Lo, Michael - Page 78/242

There was something else in the letter that interested Michael and stirred the old memories. That old whistle! Of course he had not forgotten that, although he had not used it much among his college companions. It was a strange, weird, penetrating sound, between a call and whistle. He and Buck had made it up between them. It was their old signal. When Michael went to college he had held it sacred as belonging strictly to his old friends, and never, unless by himself in the woods where none but the birds and the trees could hear, had he let its echoes ring. Sometimes he had flung it forth and startled the mocking birds, and once he had let it ring into the midst of his astonished comrades in Florida when he was hidden from their view and they knew not who had made the sound. He tried it now softly, and then louder and louder, until with sudden fear he stopped lest his landlady should happen to come up that way and think him insane. But undoubtedly he could give the old signal.

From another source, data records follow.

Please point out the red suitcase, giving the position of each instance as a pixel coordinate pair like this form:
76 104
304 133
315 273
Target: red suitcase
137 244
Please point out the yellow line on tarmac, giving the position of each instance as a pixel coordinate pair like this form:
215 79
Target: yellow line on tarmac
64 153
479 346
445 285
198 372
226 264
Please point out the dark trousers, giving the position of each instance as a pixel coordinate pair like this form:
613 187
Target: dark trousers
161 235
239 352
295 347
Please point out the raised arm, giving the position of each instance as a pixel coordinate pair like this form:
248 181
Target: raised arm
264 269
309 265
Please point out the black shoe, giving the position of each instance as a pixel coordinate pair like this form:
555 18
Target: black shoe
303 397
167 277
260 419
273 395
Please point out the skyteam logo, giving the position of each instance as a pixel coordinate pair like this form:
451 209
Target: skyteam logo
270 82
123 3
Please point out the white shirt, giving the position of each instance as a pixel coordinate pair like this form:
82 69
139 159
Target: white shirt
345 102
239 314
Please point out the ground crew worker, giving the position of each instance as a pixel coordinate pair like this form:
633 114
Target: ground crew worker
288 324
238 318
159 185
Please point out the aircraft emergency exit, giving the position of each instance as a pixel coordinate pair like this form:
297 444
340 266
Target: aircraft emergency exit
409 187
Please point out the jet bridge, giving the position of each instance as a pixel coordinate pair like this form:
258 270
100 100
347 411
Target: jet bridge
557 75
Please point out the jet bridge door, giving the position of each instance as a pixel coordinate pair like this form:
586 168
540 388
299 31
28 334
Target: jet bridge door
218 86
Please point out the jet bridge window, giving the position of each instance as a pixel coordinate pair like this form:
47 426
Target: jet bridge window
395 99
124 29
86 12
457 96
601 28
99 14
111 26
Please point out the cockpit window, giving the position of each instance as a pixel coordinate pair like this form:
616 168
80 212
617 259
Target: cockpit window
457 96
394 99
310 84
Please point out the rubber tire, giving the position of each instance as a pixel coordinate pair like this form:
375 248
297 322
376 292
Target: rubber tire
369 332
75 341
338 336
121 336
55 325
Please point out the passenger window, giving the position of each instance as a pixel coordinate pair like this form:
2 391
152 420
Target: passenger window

The next night at precisely ten o'clock Michael's ringing step sounded down the alley; firm, decisive, secure. Such assurance must Daniel have worn as he faced the den of lions; and so went the three Hebrew children into the fiery furnace.

"It's him! It's the angel!" whispered old Sal who was watching. "Oi tould yez he'd come fer shure!"

"He's got his nerve with him!" murmured a girl with bold eyes and a coarse kind of beauty, as she drew further back into the shadow of the doorway. "He ain't comin' out again so pretty I guess. Not if Sam don't like. Mebbe he ain't comin' out 'tall!"

"Angels has ways, me darlint!" chuckled Sal. "He'll come back al roight, ye'll see!"

On walked Michael, down the alley to the narrow opening that to the uninitiated was not an opening between the buildings at all, and slipped in the old way. He had thought it all out in the night. He was sure he knew just how far beyond Sal's house it was; on into the fetid air of the close dark place, the air that struck him in the face like a hot, wet blanket as he kept on.

It was very still all about when he reached the point known as Kelly's corner. It had not been so as he remembered it. It had been the place of plots, the hatching of murders and robberies. Had it so changed that it was still to-night? He stood for an instant hesitating. Should he wait a while, or knock on some door? Would it be any use to call?